Association for Protection of Civil Rights is a civil rights advocacy group comprising advocates, retired judges, social activists, human rights defenders, journalists, researchers, academics, students, and paralegal volunteers united in their commitment to advancing civil and human rights in India. APCR has steadfastly pursued its mission for 18 years and now operates across 18 states. The association is currently working in seventeen states

== History ==
Association for Protection of Civil Rights is Established in 2006 as a registered society, APCR focuses on promoting and protecting the rights of India’s underprivileged and marginalized communities.

== Object ==

- A plan to educate and inform the public about their civil rights.
- A help line to counsel and advise the deprived and the downtrodden.
- A training programme for social activities.
- An effort to protest and safeguard the legal rights of oppressed.
- A scheme to provide legal defense to the victims of injustice.
- A programme to eradicate oppression and injustice from the Indian scene.

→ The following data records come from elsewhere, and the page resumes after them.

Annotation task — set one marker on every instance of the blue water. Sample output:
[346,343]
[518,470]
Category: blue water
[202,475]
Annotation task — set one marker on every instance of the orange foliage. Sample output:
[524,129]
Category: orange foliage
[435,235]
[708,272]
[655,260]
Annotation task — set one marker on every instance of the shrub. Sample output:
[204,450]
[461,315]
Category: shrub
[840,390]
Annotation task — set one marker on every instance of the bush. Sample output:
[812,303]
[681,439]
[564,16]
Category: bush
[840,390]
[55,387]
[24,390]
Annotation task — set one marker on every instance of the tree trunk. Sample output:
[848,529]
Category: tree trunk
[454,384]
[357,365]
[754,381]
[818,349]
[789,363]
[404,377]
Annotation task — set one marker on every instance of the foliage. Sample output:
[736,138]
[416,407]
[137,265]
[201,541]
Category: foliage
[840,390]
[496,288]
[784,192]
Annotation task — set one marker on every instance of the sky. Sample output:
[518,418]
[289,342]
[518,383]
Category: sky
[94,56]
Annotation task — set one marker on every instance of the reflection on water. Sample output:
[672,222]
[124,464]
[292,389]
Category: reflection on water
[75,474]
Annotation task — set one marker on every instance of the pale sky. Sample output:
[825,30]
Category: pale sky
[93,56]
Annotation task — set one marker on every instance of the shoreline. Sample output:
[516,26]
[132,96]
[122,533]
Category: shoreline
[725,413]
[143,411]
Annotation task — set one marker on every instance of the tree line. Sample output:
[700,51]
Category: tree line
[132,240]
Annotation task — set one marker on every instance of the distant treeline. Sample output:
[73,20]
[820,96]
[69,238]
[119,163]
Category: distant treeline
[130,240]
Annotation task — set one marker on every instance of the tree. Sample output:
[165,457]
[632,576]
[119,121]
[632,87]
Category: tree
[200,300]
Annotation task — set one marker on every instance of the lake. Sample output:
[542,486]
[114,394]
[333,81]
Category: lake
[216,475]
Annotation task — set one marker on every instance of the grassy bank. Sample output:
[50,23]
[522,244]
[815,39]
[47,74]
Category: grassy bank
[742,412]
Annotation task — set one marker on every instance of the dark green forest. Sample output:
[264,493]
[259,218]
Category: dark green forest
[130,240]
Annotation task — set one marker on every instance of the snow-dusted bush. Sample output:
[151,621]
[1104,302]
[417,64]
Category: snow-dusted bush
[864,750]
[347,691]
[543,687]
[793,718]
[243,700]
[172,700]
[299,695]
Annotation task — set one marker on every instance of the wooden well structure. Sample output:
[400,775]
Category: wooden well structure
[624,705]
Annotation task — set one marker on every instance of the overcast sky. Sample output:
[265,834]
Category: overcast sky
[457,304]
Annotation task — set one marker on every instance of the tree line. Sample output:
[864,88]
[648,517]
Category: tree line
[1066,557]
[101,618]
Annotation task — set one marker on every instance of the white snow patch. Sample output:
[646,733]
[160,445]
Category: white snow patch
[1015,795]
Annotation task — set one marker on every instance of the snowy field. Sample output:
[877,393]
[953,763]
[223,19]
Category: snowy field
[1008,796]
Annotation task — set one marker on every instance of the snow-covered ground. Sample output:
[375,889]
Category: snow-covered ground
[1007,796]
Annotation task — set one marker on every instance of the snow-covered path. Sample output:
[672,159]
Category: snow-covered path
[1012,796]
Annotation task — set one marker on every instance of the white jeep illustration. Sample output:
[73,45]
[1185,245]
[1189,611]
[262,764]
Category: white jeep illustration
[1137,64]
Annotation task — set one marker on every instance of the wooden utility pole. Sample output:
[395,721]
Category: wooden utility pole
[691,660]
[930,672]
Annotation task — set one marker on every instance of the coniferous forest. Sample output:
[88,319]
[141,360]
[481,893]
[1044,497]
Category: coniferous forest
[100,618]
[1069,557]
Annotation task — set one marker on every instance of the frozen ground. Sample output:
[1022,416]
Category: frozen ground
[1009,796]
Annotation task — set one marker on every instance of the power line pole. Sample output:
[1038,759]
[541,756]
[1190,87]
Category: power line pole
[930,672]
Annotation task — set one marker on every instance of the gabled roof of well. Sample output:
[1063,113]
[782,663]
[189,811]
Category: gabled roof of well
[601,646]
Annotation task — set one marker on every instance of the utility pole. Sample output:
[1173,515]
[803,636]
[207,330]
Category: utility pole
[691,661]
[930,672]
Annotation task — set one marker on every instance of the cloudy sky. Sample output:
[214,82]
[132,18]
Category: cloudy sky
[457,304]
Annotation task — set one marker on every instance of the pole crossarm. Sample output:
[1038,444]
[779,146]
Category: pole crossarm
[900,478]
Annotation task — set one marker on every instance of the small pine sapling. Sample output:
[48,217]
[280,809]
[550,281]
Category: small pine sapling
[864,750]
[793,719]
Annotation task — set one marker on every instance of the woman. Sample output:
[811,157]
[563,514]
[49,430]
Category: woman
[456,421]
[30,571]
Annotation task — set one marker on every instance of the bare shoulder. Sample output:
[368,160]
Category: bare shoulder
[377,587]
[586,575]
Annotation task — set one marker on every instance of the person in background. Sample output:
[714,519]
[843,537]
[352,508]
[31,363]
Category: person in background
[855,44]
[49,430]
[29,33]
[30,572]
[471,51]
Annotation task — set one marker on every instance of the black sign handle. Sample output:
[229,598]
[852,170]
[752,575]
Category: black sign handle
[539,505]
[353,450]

== Fact-finding & documentation ==
APCR's lawyers, Researchers, social activists, and paralegal volunteers visits different parts of India to investigate the cases of human rights violations in association with other human rights organizations and present reports to flag the issue pertinent to the case. Some of these fact-findings and reports have led to directly impactful legal interventions, the Udaipur fact-finding report and the victim mentioned herein filed an intervention in an ongoing case in SC which became instrumental in the bench’s decision on drafting guidelines on punitive bulldozer demolitions.